Data supposedly belonging to the University of the West of Scotland (UWS) has been put up for auction by an extortion cybergang.
The university admitted to experiencing system issues earlier this month – which it called a “cyber incident”.
Now the ransomware gang Rhysida is demanding 20 bitcoin (£450,000) for the confidential data and says it will be sold to the highest bidder.
The BBC has approached UWS for comment as police continue their investigation.
Police were first alerted to the incident on 6 July. At the time, the university’s website was down and an error message apologised for “inconvenience”.
Initially, no criminal group came forward to claim responsibility, but now Rhysida is claiming it was behind the incident and has seemingly tried to use the stolen data to extort the university.
The data advertised on the gang’s deep web domain includes personal data belonging to staff such as bank details and national insurance numbers as well as internal university documents.
The BBC can confirm that the group listing is real but has been unable to verify the authenticity of the data.
However, the BBC’s cyber correspondent Joe Tidy said it was unlikely to be fake.
“In my experience though there is no reason to suggest they are lying,” he said. “These criminal gangs operate on profit and reputation. Perversely, it doesn’t serve them to fake stolen data.”
Brett Callow, a threat analyst for the cybersecurity company Emisoft, said the cyber-gang would probably be hoping the university would pay up.
“Realistically, the data likely doesn’t have anywhere near the value Rhysida is placing on it – at least, not to a third-party,” he said.
“They’ll be hoping the university pays up in order to prevent the information being released onto the dark web and subsequently used by other cybercriminals to commit identity fraud.”
The Rhysida ransomware group was first observed in May of this year according to the cybersecurity website Sentinel One. It has launched attacks on multiple organisations across the world.

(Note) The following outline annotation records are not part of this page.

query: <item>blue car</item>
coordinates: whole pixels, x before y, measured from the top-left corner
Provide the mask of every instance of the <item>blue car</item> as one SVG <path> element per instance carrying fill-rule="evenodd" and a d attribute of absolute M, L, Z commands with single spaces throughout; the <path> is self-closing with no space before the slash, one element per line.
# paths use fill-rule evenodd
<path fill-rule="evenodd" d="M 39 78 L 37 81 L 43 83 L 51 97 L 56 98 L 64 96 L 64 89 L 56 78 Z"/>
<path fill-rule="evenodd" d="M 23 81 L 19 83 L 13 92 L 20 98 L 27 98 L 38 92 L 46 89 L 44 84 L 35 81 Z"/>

Sentinel One said the group positioned itself as a “cybersecurity team” which is doing its victims a favour by targeting their systems and highlighting flaws in their online security.
UWS has campuses in Paisley, Ayr, Dumfries and Blantyre, as well as London.
At the time of the incident, a UWS spokesperson told BBC Scotland the university was working with police, the National Cyber Security Centre, and the Scottish government to resolve the issue.
The National Cyber Security Centre’s website says it does not encourage, endorse, nor condone the payment of ransom demands.
A police spokeswoman said: “An investigation is under way following a report of a cyber incident in Paisley. The matter was reported to police on 3 July, 2023 and inquiries are ongoing.”
Last month, the University of Manchester was targeted by a similar cyber-attack and a number of organisations including the BBC were affected by a separate mass hack.